Exemplaire de l'auteur avec son ex-libris manuscrit.
Publié en 1938, La Dernière harde s’inscrit dans la lignée de Raboliot (1925) et de Forêt voisine (1933), œuvres dans lesquelles Genevoix célèbre la Sologne et ses habitants – hommes et bêtes confondus. Car comme l’a montré Mireille Sacotte (La Dernière harde, éd. Garnier-Flammarion), « malgré l’hymne à la vie qui est au centre de l’œuvre, c’est toutefois bien la mort qui triomphe ». Pour celui qui a vu les massacres de 14-18, ce roman sonne comme un avertissement, annonçant le retour inévitable des tueries. La Deuxième guerre mondiale donnera raison à son funeste pressentiment, qui arrive moins d’un an après la parution du roman qui se rapproche ainsi des Falaises de marbre d’Ernst Jünger, roman-poème qui pressent lui aussi l’ombre du Mal.
À sa parution, l’ouvrage fut salué par la critique pour la puissance de ses descriptions et la densité de sa prose.
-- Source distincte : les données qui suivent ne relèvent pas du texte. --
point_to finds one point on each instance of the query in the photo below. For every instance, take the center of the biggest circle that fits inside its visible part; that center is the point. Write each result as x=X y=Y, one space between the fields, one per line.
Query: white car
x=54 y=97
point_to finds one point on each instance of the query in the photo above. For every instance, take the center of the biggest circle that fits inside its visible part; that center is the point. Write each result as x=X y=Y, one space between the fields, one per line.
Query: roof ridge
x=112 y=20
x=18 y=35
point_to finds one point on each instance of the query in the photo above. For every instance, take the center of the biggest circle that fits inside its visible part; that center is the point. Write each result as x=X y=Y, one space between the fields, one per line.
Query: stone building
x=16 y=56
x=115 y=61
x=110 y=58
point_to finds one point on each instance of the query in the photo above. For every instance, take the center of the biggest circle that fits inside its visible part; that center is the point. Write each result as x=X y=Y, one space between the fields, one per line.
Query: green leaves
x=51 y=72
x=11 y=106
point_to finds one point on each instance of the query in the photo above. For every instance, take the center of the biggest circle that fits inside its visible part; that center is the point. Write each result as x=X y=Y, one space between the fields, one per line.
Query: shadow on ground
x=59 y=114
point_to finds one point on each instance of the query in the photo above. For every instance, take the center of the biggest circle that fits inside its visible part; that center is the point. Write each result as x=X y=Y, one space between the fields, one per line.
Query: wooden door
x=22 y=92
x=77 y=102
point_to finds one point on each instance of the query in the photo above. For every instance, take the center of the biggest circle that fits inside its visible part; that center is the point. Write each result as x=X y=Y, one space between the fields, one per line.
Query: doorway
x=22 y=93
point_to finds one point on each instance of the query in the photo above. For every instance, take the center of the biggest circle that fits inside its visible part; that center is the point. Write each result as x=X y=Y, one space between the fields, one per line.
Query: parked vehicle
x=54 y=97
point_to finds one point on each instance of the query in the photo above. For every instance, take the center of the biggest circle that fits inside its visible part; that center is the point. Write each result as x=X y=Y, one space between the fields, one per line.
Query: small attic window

La presse y vit un des sommets de la veine naturaliste et poétique de Genevoix, Le Mercure de France saluant « un livre d’une intensité poignante, où l’auteur de Raboliot fait parler la forêt avec une voix de tragédie antique ».
Maurice Genevoix en achève l’écriture le 16 février 1938. Quelques mois plus tard, le 9 novembre, il est frappé par la mort prématurée de son épouse, Yvonne Montrosier, qu’il avait épousée en 1937. Elle n’avait que trente ans et Genevoix ira alors combattre la solitude qui l’a envahi en effectuant une tournée de conférences à travers le canada : il quitte la France le 25 mars 1939 et, après deux mois passés dans l’est canadien, fait un grand voyage ferroviaire jusqu’à la côte opposée et Vancouver, qu’il ponctue par des arrêts dans les grandes villes où il s’adresse à un auditoire réuni par l’alliance française.
De ce long séjour, il rédigera cinq nouvelles, un roman et journal de route, qui seront publiés respectivement en 1942, 1944 et 1945, sous les titres Laframboise et Bellehumeur, Eva Charlebois et Canada. Ils seront rassemblés dans une édition collective en 1980, sous le joli titre Je verrai, si tu le veux, les pays de la neige.
De la bibliothèque de Maurice Genevoix, avec ex-libris.